Retour aux sources donc. Tout ici me rappelait mon ancienne vie qui était en train de me rattraper. Et machinalement je retrouvais le chemin de ma propre maison. Ces derniers jours j'ai dormi à droite à gauche dans des hôtels parfois pas très propres à souvent regarder une femme dormir, les cheveux étalés sur les oreillers. On s'était même bourré la gueule ensemble. Elle m'avait avoué des trucs sur elle, qui m'avaient foutu des frissons. Je regardais ma rue défiler sous mes roues sans rien pouvoir y faire. J'étais revenu sur mes propres pas. Je me garais en bas de ma résidence et descendais avec mon sac à dos jeté sur mon épaule. Je montais les étages et arrivais derrière la porte. J'avais envie de faire demi-tour et de retourner à Séville. Mais je ne savais même pas où elle était partie.

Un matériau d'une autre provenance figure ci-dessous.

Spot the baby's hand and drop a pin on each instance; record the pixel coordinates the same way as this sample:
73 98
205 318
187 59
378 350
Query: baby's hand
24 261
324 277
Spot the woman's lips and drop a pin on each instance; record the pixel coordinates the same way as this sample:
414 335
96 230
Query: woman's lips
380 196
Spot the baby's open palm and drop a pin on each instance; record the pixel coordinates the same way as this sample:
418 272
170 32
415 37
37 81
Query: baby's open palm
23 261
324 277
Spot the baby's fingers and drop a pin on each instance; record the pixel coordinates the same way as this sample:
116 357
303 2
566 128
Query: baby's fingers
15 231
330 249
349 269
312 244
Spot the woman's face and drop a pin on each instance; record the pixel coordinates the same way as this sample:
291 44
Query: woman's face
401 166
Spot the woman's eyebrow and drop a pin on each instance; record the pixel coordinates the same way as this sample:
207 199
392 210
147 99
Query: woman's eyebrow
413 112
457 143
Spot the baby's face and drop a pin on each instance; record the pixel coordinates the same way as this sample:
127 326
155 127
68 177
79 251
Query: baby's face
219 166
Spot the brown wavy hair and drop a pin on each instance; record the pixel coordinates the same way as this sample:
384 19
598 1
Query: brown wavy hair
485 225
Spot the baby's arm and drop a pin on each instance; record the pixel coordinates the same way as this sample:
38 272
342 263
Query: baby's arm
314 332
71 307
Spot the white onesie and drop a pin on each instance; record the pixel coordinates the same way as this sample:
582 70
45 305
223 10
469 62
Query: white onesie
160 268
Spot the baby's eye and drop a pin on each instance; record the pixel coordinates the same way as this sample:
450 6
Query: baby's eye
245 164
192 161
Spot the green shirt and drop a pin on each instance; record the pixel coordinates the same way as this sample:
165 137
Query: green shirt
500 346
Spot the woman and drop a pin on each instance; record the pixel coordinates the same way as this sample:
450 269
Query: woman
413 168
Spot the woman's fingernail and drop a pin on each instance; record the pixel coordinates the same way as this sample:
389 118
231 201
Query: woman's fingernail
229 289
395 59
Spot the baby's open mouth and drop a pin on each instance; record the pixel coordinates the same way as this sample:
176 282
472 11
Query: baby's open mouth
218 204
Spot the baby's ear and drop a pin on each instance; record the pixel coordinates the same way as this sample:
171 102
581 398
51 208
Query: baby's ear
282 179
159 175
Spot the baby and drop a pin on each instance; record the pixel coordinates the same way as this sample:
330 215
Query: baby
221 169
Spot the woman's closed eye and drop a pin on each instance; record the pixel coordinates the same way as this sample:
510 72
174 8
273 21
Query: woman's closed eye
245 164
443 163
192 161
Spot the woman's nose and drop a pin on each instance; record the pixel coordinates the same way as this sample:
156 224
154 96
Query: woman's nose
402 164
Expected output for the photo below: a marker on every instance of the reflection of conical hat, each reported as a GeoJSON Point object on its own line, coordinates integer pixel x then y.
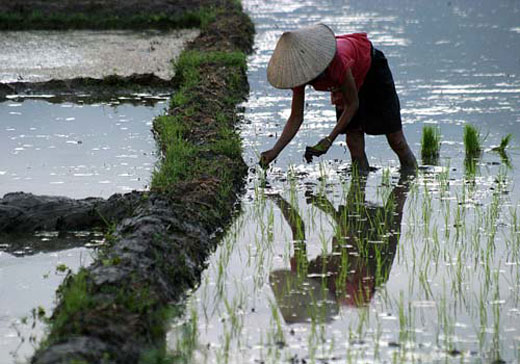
{"type": "Point", "coordinates": [301, 55]}
{"type": "Point", "coordinates": [300, 298]}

L'Espagne et la France sont des pays vastes. Paris en elle même est une ville gigantesque. Je ne savais rien d'où elle habitait exactement. J'avais aucun foutu moyen de la retrouver. Je devrais sûrement me résoudre à l'oublier. Ça n'aurait pas été question de Denitsa ça n'aurait aucunement été un problème. En fait je n'aurais eu aucun problème. Tourner le dos et oublier le dos ça avait toujours été un jeu d'enfant. Mais cette femme avait tout changé. J'pensais même pas que la sensation de manque pouvait être plus insupportable que celui de la nicotine dans un système nerveux. Le manque c'est pire que tout. Et ça ne fait que trois jours. Comment j'allais faire ? J'étais à peu près sûr que je la reverrais jamais. Avant que toute cette histoire ne commence j'avais déjà pris mes précautions par rapport à la mort de mon père. Je savais que l'émotion m'aurait empêché d'être lucide. Alors j'avais pris les grandes décisions à tête reposée. J'avais déjà tout fait. Le reste de la famille, - c'est-à-dire peu de personnes n'avaient eu qu'à finaliser.
Alors l'après-midi même je devais me rendre dans un des cimetières de la ville. Je m'habillais tout en noir. J'allais rechercher la guitare.. La fameuse guitare et jouais. J'oubliais tout un instant. Je décidais précipitamment d'apprendre de nouvelles chansons. Des chansons qui me faisaient toutes penser à elle. Elle quittait pas ma tête. C'est ça aimer ? C'est n'avoir qu'une personne en tête ? C'est ça ? Putain j'avais envie de remonter le temps. Je changerais tellement de choses. J'ai été tellement con sérieux. Et maintenant elle est partie. Et je n'ai aucun moyen de la retrouver. Me résoudre à l'oublier ? Je savais déjà même pas ce qu'il se passait dans mon crâne. Je me levais et retournais dans ma voiture. Je pleurais un bon coup avant de démarrer et de me rendre à l'enterrement de mon père.